きみのひだまりになりたい



「それに、今日は朱里も……」




あ。また、朱里くんの名前……!

ホームルーム前も言ってたよね。奇跡がなんとかって。あの続きが気になりすぎて、さっきの英語のリスニングは散々な結果だった。


思い出したかのように小野寺くんがわたしを捉えた。ゆるゆると開かれていった口は、すぐにつぐまれてしまった。
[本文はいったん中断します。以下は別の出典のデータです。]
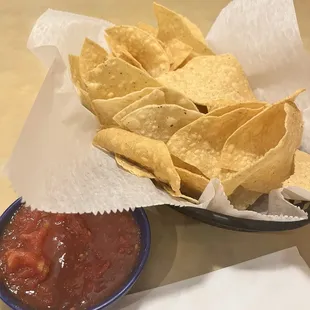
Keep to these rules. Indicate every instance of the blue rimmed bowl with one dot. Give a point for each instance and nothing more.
(139, 215)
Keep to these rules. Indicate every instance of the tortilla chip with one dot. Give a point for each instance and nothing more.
(179, 194)
(158, 122)
(105, 109)
(148, 153)
(210, 80)
(74, 63)
(200, 143)
(143, 47)
(121, 52)
(263, 148)
(192, 184)
(179, 51)
(156, 97)
(172, 25)
(117, 78)
(242, 198)
(174, 97)
(92, 55)
(301, 175)
(228, 108)
(178, 163)
(133, 168)
(148, 28)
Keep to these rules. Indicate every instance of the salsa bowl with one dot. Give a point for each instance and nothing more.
(142, 223)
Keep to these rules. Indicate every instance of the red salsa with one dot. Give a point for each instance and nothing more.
(67, 261)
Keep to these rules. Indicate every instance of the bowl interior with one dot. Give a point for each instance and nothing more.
(142, 221)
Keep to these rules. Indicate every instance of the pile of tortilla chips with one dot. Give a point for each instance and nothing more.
(172, 111)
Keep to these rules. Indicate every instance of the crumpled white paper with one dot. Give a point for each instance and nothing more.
(54, 165)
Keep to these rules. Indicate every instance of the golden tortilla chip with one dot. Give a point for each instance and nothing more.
(242, 198)
(200, 143)
(146, 152)
(121, 52)
(301, 175)
(143, 47)
(263, 148)
(178, 194)
(148, 28)
(92, 55)
(77, 80)
(117, 78)
(174, 97)
(208, 80)
(106, 109)
(133, 168)
(192, 184)
(158, 122)
(172, 25)
(228, 108)
(178, 163)
(156, 97)
(179, 51)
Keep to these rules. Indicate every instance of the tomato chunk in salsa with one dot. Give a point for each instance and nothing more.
(67, 261)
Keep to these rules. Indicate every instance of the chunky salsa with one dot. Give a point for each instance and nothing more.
(67, 261)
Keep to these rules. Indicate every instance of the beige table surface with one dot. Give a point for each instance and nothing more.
(181, 247)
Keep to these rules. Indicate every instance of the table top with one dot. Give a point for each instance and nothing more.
(181, 247)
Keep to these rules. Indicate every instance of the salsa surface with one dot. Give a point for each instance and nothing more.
(67, 261)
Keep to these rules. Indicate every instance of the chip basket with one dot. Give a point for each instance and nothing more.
(239, 224)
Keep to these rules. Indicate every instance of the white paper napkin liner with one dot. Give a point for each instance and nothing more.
(60, 152)
(264, 36)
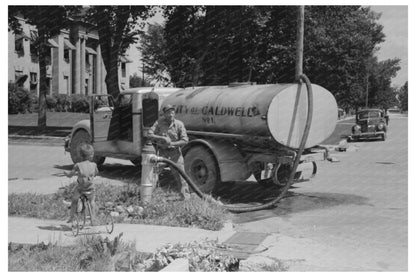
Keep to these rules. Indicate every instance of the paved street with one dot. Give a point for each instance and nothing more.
(352, 216)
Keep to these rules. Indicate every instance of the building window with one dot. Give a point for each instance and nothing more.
(33, 81)
(86, 86)
(66, 85)
(123, 70)
(66, 55)
(17, 74)
(18, 47)
(34, 53)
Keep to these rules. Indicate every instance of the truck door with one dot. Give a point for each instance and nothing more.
(101, 118)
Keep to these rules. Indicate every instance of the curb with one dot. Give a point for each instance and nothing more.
(34, 137)
(178, 265)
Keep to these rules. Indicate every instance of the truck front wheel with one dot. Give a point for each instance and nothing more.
(201, 166)
(78, 138)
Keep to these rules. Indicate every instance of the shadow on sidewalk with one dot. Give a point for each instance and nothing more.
(61, 227)
(53, 131)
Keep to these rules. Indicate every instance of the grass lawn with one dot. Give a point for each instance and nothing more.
(165, 208)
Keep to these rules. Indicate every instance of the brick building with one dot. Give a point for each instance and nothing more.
(74, 65)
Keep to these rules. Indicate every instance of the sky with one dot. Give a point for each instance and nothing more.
(393, 18)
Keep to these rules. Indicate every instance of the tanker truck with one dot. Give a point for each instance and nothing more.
(235, 131)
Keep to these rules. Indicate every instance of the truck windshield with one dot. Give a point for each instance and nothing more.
(366, 115)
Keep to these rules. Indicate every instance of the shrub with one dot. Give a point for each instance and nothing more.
(20, 100)
(89, 253)
(63, 102)
(80, 103)
(34, 106)
(51, 103)
(206, 256)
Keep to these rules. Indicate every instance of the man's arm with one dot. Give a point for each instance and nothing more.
(182, 135)
(73, 172)
(153, 132)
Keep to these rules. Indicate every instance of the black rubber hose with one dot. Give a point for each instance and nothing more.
(291, 176)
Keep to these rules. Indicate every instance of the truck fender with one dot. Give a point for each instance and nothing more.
(232, 166)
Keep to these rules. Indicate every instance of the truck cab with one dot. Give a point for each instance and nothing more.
(116, 126)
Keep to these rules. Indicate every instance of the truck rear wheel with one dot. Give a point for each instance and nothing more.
(201, 166)
(79, 137)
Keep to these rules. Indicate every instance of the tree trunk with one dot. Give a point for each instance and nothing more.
(111, 79)
(43, 83)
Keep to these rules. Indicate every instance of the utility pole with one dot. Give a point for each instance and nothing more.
(299, 42)
(143, 74)
(366, 93)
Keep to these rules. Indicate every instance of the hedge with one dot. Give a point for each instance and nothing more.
(23, 101)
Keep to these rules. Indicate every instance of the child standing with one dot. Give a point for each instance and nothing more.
(86, 171)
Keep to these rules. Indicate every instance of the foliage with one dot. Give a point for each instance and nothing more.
(205, 256)
(380, 93)
(216, 45)
(90, 253)
(116, 27)
(136, 81)
(37, 205)
(95, 253)
(403, 98)
(20, 99)
(63, 102)
(153, 49)
(51, 102)
(164, 209)
(57, 18)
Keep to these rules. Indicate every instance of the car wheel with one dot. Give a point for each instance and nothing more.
(79, 137)
(137, 162)
(202, 168)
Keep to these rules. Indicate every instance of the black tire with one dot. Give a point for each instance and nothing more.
(79, 137)
(75, 226)
(137, 162)
(202, 168)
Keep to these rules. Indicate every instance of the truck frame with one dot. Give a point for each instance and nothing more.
(118, 129)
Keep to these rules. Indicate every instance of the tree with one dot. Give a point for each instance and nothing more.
(403, 98)
(214, 45)
(380, 92)
(117, 29)
(153, 49)
(49, 21)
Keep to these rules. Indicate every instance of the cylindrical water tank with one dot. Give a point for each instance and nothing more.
(278, 111)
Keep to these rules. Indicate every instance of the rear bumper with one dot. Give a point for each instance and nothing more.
(367, 135)
(67, 141)
(321, 155)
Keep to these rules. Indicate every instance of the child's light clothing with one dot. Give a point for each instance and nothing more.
(85, 171)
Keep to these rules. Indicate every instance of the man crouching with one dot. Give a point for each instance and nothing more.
(175, 135)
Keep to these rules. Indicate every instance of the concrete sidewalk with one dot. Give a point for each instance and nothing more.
(147, 238)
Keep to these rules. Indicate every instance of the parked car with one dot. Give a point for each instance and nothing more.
(369, 123)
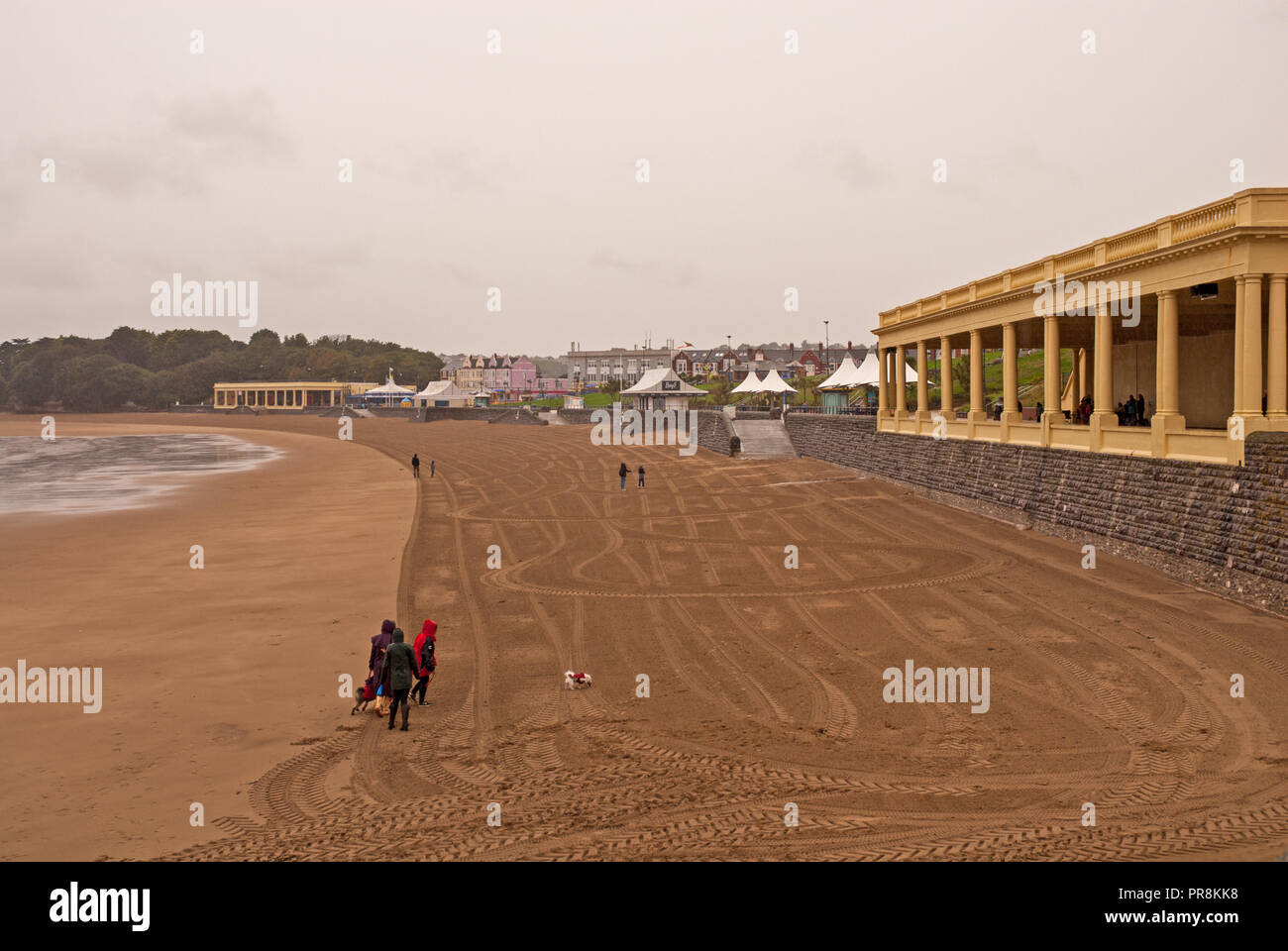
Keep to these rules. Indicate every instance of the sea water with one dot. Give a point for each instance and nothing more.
(110, 474)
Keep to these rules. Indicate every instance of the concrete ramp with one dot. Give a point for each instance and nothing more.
(764, 438)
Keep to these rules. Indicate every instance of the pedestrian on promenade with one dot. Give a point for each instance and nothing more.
(375, 663)
(424, 647)
(400, 667)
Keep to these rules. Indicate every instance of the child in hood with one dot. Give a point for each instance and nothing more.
(425, 645)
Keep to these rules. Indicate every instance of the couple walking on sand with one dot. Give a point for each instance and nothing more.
(397, 671)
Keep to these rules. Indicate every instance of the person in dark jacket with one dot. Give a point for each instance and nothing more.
(375, 663)
(399, 674)
(424, 647)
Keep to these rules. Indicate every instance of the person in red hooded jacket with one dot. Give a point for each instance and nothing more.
(425, 643)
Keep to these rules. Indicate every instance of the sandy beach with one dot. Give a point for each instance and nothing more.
(209, 677)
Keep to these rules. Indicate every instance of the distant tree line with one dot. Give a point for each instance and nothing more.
(138, 368)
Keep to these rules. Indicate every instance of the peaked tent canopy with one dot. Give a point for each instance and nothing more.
(846, 375)
(389, 389)
(773, 382)
(443, 389)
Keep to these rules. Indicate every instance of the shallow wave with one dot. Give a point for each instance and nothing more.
(110, 474)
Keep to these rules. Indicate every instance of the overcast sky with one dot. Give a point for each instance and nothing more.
(518, 170)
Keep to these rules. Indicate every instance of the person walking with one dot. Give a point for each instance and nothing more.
(375, 663)
(400, 672)
(424, 647)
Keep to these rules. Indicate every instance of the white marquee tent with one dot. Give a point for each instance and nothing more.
(773, 382)
(389, 393)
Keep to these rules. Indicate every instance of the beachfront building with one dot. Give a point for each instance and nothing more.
(1188, 311)
(596, 368)
(451, 364)
(661, 388)
(469, 373)
(443, 393)
(291, 394)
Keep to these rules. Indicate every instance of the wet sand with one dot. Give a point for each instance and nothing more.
(209, 677)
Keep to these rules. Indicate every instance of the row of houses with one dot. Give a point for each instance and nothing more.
(500, 375)
(595, 368)
(507, 376)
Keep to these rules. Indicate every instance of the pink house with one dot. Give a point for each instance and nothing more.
(523, 375)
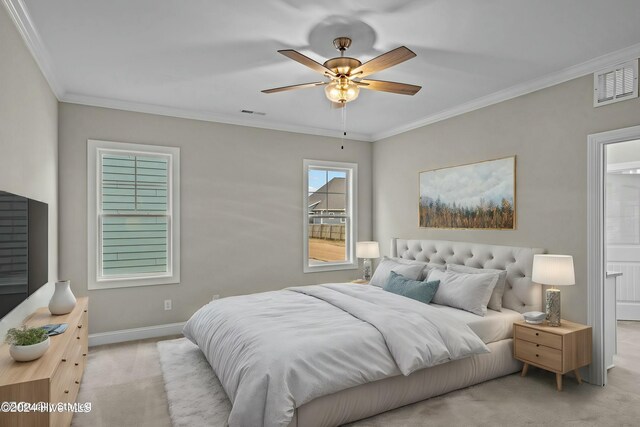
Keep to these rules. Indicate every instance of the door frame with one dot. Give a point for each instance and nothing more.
(596, 269)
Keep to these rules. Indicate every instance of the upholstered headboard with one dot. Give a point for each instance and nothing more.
(521, 294)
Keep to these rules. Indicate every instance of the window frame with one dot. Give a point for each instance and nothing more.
(95, 150)
(351, 218)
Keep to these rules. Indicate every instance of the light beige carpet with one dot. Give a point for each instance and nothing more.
(124, 384)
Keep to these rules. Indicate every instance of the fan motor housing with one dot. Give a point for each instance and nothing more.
(342, 65)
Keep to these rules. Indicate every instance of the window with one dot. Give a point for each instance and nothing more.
(616, 84)
(134, 222)
(330, 227)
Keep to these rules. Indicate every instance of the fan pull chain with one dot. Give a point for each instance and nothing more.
(344, 124)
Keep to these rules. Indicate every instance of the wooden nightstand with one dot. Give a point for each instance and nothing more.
(557, 349)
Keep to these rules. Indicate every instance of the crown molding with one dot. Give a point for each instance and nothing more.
(570, 73)
(20, 16)
(207, 116)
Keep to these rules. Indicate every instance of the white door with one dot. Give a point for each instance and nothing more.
(623, 235)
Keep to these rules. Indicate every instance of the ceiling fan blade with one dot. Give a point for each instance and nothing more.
(305, 60)
(384, 61)
(393, 87)
(293, 87)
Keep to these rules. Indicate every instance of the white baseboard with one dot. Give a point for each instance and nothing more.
(135, 334)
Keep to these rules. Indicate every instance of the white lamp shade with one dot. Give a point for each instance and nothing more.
(367, 250)
(556, 270)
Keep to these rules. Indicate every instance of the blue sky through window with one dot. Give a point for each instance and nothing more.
(318, 178)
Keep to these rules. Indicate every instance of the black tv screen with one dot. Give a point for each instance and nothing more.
(24, 249)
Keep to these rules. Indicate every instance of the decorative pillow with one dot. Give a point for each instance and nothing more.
(380, 276)
(495, 303)
(469, 292)
(414, 289)
(428, 266)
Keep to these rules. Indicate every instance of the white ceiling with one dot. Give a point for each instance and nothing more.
(210, 59)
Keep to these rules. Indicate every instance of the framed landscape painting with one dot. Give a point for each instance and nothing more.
(479, 195)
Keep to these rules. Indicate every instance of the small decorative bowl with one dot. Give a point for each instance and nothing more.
(534, 317)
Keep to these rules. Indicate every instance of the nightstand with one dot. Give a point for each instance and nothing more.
(558, 349)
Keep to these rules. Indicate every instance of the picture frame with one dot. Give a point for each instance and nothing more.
(479, 195)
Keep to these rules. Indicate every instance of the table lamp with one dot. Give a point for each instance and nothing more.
(554, 270)
(367, 250)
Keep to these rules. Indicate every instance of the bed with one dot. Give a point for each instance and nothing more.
(475, 349)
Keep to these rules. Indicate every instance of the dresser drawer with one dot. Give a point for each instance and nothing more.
(546, 357)
(538, 337)
(65, 382)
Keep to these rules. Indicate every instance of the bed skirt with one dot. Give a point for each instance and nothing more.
(390, 393)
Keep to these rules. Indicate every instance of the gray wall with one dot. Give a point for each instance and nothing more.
(28, 146)
(547, 131)
(241, 210)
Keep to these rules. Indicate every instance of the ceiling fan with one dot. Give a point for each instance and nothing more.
(346, 75)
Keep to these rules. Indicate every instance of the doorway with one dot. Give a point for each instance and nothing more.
(613, 219)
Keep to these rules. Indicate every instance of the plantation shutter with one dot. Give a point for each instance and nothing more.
(618, 83)
(135, 217)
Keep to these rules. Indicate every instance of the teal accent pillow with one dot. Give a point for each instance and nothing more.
(414, 289)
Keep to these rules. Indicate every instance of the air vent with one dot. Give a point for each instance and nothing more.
(615, 84)
(259, 113)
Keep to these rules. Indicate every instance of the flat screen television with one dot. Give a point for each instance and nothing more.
(24, 249)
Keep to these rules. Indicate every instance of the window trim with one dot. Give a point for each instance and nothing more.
(94, 150)
(352, 218)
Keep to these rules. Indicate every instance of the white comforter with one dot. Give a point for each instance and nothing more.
(276, 351)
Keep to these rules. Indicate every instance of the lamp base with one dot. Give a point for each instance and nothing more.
(552, 307)
(366, 269)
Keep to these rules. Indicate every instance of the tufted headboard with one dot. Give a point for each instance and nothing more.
(520, 294)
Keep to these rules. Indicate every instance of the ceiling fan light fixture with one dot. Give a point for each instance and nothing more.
(342, 91)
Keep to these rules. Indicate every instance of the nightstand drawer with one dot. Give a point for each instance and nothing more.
(538, 354)
(538, 337)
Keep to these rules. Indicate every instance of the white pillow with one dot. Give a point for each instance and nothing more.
(387, 265)
(495, 303)
(469, 292)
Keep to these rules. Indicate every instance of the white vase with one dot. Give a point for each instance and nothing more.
(62, 301)
(26, 353)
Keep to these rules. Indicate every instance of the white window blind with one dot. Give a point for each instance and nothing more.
(330, 215)
(133, 215)
(616, 84)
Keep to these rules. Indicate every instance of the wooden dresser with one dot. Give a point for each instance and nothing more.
(54, 378)
(558, 349)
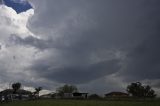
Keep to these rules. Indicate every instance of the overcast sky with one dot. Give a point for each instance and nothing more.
(98, 45)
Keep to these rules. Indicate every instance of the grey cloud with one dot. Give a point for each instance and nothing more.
(82, 38)
(78, 74)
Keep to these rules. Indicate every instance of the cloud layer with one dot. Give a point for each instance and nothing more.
(86, 42)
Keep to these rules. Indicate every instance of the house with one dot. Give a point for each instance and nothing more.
(48, 96)
(75, 95)
(9, 95)
(116, 94)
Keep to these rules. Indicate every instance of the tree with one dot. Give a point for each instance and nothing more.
(16, 87)
(94, 96)
(66, 89)
(37, 90)
(138, 90)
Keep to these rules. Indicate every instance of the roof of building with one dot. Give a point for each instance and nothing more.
(10, 91)
(116, 93)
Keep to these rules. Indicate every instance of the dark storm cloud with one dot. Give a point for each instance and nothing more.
(78, 74)
(144, 60)
(90, 33)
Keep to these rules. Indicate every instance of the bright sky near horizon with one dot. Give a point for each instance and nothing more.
(97, 45)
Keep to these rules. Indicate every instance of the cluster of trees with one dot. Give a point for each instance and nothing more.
(134, 89)
(17, 86)
(139, 90)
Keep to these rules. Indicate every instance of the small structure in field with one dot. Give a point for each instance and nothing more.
(75, 95)
(117, 94)
(9, 95)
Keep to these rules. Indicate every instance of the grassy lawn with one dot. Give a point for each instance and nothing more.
(82, 103)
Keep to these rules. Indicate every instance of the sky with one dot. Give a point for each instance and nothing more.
(97, 45)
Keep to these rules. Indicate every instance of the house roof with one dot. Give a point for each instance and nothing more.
(10, 91)
(116, 93)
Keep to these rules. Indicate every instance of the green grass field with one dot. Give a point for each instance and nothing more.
(82, 103)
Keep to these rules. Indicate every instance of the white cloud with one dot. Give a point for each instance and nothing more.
(14, 59)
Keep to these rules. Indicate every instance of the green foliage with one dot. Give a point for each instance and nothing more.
(16, 86)
(81, 103)
(138, 90)
(37, 90)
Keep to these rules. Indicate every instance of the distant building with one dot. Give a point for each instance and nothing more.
(48, 96)
(116, 94)
(9, 95)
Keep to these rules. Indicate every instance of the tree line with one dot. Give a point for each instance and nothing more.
(136, 89)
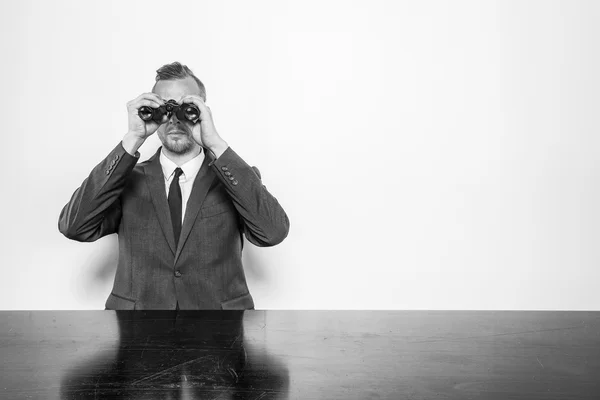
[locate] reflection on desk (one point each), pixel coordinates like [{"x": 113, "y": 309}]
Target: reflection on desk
[{"x": 300, "y": 355}]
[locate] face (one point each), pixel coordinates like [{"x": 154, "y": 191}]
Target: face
[{"x": 176, "y": 135}]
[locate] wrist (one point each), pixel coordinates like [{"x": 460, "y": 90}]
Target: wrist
[{"x": 132, "y": 142}]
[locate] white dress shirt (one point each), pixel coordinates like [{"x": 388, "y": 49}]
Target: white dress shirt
[{"x": 186, "y": 180}]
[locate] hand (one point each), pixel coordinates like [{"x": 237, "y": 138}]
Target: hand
[
  {"x": 204, "y": 131},
  {"x": 137, "y": 127}
]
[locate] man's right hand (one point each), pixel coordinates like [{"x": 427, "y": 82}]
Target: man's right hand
[{"x": 140, "y": 130}]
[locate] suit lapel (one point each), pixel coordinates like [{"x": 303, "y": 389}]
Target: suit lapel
[
  {"x": 202, "y": 185},
  {"x": 156, "y": 185}
]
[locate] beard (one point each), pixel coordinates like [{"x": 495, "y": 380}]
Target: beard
[{"x": 178, "y": 143}]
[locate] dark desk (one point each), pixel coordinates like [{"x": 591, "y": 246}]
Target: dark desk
[{"x": 300, "y": 355}]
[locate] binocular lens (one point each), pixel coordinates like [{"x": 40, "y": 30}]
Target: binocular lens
[
  {"x": 191, "y": 113},
  {"x": 145, "y": 113},
  {"x": 185, "y": 112}
]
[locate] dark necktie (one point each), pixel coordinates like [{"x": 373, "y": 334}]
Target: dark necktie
[{"x": 175, "y": 204}]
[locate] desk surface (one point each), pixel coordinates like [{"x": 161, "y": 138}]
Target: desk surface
[{"x": 300, "y": 355}]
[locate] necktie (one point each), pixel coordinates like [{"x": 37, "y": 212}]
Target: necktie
[{"x": 175, "y": 204}]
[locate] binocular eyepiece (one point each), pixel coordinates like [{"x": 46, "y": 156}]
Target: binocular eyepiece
[{"x": 184, "y": 112}]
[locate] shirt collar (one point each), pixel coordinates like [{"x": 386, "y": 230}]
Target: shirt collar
[{"x": 190, "y": 168}]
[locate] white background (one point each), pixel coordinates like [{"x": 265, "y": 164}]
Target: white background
[{"x": 429, "y": 154}]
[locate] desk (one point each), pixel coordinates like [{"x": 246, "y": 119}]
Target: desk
[{"x": 300, "y": 355}]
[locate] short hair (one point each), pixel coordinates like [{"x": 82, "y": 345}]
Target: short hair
[{"x": 176, "y": 70}]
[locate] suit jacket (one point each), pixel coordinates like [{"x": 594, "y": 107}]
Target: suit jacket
[{"x": 205, "y": 270}]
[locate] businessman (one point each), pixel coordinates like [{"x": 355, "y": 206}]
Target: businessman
[{"x": 181, "y": 215}]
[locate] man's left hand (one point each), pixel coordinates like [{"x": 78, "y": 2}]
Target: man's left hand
[{"x": 204, "y": 131}]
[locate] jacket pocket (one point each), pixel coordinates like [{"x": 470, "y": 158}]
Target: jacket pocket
[
  {"x": 216, "y": 209},
  {"x": 243, "y": 302},
  {"x": 116, "y": 302}
]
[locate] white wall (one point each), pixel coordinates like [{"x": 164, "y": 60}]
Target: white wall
[{"x": 430, "y": 155}]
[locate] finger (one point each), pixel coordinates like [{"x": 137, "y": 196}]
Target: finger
[
  {"x": 190, "y": 98},
  {"x": 140, "y": 103},
  {"x": 148, "y": 96}
]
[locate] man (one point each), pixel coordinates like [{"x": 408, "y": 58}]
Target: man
[{"x": 180, "y": 215}]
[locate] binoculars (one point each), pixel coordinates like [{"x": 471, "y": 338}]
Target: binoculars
[{"x": 184, "y": 112}]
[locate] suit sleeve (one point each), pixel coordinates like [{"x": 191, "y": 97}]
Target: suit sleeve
[
  {"x": 94, "y": 210},
  {"x": 265, "y": 221}
]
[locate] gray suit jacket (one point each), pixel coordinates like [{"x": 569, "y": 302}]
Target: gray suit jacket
[{"x": 205, "y": 270}]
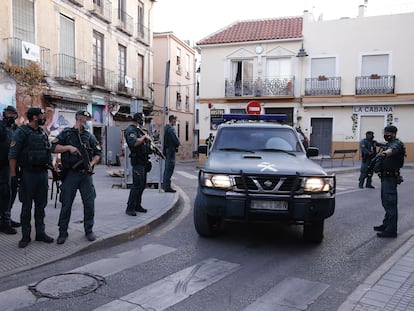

やや考えこむと、にぃっと白い歯を光らせる。




「田中。朱里のこと、あとで本人から聞いてやれよ」


「聞くって……?」


「朱里の話は、本人の口から聞く主義だったろ?」




それはそうだけど……。話が見えない。一体何があったの。


きょとんとすれば、小野寺くんはいたずらっ子みたいに喉仏を上下させた。期待値が上がっていく。こうなったら本人から話を聞けるまで帰らないぞ。




「でもさあ、まひるん。今日は昼休みないよ?」


「屋上に行くだけ行ってみる。案外いるかもしれないし」


「……そっかあ。まひるんらしいね」




わたしらしい。その何気ない言葉が、胸に灯る。

そうだね。わたしは今日も、わたしらしくいられている。生きづらく、生きやすく、そうやって生きている。




「じゃ、またな!」


「またね! みんながんばってこー!」




気合いの入った小野寺くんとひよりんに大きく手を振る。階段を下りていくふたりを見送り、わたしは階段を上がる。と、その前に、自販機に立ち寄った。


3段目のボタン。ガコンッと受け口が振動する。今日も安定のオレンジジュース。赤く点滅したボタンに「売り切れ」の文字が現れる。ギリギリセーフ。とうとう運に恵まれた。